At a time when furloughs, layoffs, budget cuts, caseload increases, fears of pension loss and general angst seem to be a part of the workday of some state employees, the state has offered its workers some help from a professional therapist. One rule: Take a deep breath whenever possible. Another suggestion: Avoid the media.
The latter may be a stretch for some of those who attended a meeting last week in a CalPERS conference room. That’s because they grapple with the media as part of their jobs, and they’re members of the State Information Officers of California, or SIOC, which represents the press contacts in the bureaucracy, among others. Good luck avoiding the media.
But the stress level among state employees is significant, at least as significant as in the private sector. For those charged with communicating the state’s message to journalists, the ability to resolve stress is significant: Reporters, already stressed by dramatic changes in their profession, don’t need their nerves jangled still further by the state’s spokespeople.
So a group of state employees showed up at a counseling session sponsored by SIOC to get tips from therapist Douglas Cyr on dealing with stress. (His best idea of the day: If you can’t sleep at night, try warm milk, honey and a banana. “What do I do with the banana?” one woman wondered. There were several suggestions).
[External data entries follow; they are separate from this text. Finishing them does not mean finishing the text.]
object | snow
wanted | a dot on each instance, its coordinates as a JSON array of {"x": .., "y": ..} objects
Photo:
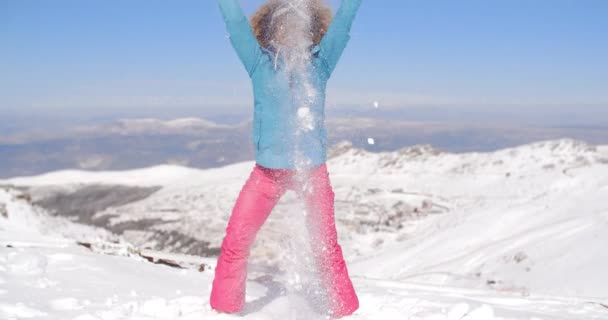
[{"x": 513, "y": 234}]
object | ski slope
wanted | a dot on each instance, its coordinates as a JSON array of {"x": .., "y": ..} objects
[{"x": 512, "y": 234}]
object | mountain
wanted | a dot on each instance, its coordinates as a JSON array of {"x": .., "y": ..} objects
[
  {"x": 132, "y": 143},
  {"x": 48, "y": 272},
  {"x": 499, "y": 220}
]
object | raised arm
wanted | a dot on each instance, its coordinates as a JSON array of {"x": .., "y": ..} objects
[
  {"x": 241, "y": 35},
  {"x": 333, "y": 43}
]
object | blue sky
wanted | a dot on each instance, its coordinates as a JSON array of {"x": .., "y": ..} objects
[{"x": 136, "y": 54}]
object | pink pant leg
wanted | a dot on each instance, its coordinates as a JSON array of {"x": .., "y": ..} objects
[
  {"x": 256, "y": 200},
  {"x": 319, "y": 200}
]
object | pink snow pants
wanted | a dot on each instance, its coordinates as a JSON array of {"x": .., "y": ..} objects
[{"x": 259, "y": 195}]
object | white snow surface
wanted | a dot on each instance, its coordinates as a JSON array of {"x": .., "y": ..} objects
[{"x": 513, "y": 234}]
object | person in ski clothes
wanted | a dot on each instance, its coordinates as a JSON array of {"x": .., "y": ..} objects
[{"x": 275, "y": 169}]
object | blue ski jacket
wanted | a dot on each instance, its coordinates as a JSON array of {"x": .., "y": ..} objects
[{"x": 274, "y": 105}]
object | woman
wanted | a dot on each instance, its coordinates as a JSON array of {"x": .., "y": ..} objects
[{"x": 289, "y": 50}]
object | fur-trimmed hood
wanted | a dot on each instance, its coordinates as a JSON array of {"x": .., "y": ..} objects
[{"x": 262, "y": 28}]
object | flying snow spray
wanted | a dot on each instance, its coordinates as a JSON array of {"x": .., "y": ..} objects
[{"x": 291, "y": 43}]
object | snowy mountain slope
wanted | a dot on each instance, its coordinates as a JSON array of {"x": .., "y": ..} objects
[
  {"x": 513, "y": 220},
  {"x": 42, "y": 280}
]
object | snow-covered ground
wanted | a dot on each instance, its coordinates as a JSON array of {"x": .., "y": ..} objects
[{"x": 513, "y": 234}]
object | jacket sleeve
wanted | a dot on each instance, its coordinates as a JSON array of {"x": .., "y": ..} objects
[
  {"x": 333, "y": 43},
  {"x": 241, "y": 34}
]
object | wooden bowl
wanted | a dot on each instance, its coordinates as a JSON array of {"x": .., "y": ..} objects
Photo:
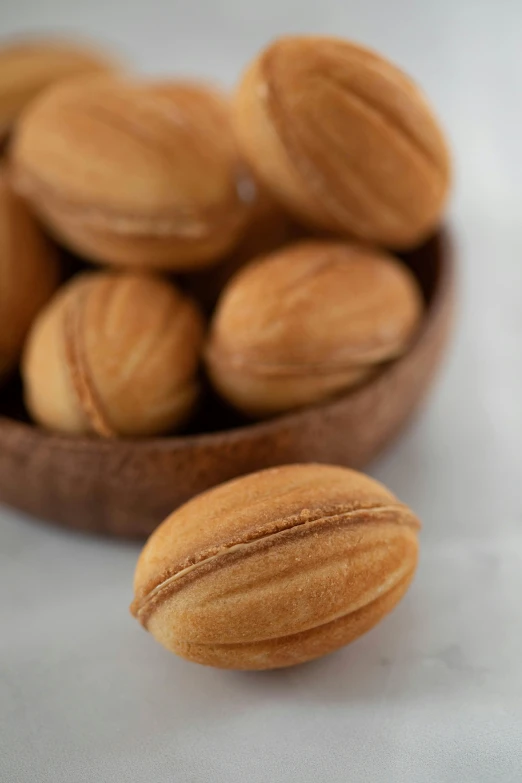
[{"x": 126, "y": 487}]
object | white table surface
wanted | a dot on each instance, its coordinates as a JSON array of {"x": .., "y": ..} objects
[{"x": 435, "y": 692}]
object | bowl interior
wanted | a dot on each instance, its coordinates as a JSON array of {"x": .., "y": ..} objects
[{"x": 213, "y": 415}]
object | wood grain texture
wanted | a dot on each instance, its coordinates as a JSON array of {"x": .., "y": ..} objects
[{"x": 128, "y": 487}]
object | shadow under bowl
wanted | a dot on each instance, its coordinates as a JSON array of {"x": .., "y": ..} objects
[{"x": 127, "y": 487}]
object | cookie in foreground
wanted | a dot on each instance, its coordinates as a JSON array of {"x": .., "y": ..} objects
[{"x": 276, "y": 568}]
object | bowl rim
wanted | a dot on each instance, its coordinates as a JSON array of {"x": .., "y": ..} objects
[{"x": 88, "y": 443}]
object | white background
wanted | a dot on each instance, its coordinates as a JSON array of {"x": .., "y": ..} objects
[{"x": 435, "y": 692}]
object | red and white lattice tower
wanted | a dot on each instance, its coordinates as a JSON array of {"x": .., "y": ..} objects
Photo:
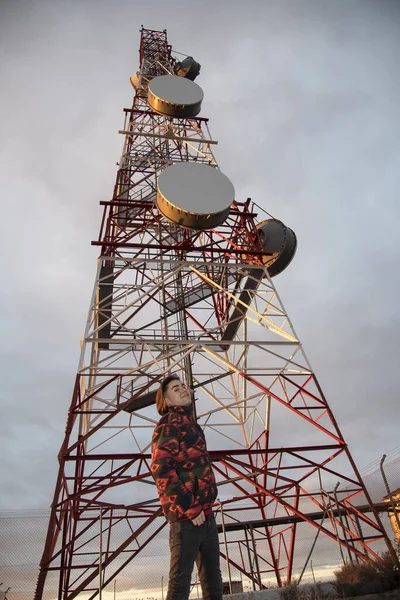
[{"x": 199, "y": 302}]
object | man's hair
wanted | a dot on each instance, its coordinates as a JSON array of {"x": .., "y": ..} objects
[{"x": 161, "y": 404}]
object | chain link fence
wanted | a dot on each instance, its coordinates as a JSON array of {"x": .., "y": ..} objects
[{"x": 22, "y": 537}]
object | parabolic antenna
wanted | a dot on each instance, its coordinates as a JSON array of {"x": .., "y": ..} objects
[
  {"x": 188, "y": 68},
  {"x": 281, "y": 241},
  {"x": 174, "y": 96},
  {"x": 194, "y": 195}
]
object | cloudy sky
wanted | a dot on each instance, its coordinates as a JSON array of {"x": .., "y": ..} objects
[{"x": 303, "y": 96}]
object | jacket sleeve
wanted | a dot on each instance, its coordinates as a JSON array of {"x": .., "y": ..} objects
[{"x": 174, "y": 495}]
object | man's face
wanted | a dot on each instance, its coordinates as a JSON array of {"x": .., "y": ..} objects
[{"x": 177, "y": 394}]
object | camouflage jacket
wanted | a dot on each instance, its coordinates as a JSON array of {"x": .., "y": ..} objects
[{"x": 181, "y": 466}]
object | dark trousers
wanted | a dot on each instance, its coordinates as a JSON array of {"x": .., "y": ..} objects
[{"x": 189, "y": 544}]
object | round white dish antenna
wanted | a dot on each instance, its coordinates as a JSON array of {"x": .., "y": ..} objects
[
  {"x": 174, "y": 96},
  {"x": 194, "y": 195}
]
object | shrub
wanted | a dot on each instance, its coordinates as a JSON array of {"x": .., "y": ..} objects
[{"x": 368, "y": 577}]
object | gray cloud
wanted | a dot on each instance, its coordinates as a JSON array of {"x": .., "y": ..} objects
[{"x": 303, "y": 98}]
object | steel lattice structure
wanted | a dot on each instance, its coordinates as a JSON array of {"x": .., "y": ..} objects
[{"x": 201, "y": 304}]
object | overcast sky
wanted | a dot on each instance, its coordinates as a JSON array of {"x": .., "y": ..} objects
[{"x": 303, "y": 96}]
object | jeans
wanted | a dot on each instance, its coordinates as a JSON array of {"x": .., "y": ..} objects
[{"x": 189, "y": 543}]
Cyr, a university professor and veteran therapist hired by the state, appears regularly before groups of employees – the following week he planned a session with the CHP – and he offers suggestions on coping with stress. His basic message is that one first needs to recognize stress, then deal with the issues in a systematic way. Stress affects general health, job performance, personal and professional relationships, just to name a few, so recognizing and resolving stress is crucial. It’s all pretty much common sense, but if you’re stressed, sometimes displaying common sense isn’t so common.
A reporter, buoyant and perky on arrival, immediately felt stressed as he examined a list of 43 potentially life-changing, stress-inducing events, neatly categorized according to seriousness. The scale ranged from of 100 for the worst – “death of a spouse” – down to 11, for a “minor legal violation.” In between was a litany of woe. Divorce was a 73, marriage was a 50 (one person said they should have been reversed), jail time was 63 and breaking up a romantic relationship was 65.
Of course, the rankings are subjective at best. Sexual difficulty was a paltry 39 and retirement was 45. Being fired at work was a 47. Is it really more stressful to be fired than retired? Going to jail and suffering the death of a close family member both were ranked at 63. Hmmm…
The idea was to total up the points in the categories that affected you. The lower the total, the less stress.
Under 150 means “A small or no chance for stress-related illness. A score of 150-199 means “mild levels of stress are occurring at this time,” and over 300 means “a high probability, 80 percent chance, for stress-related illness.”
“I need a calculator,” one man grumbled.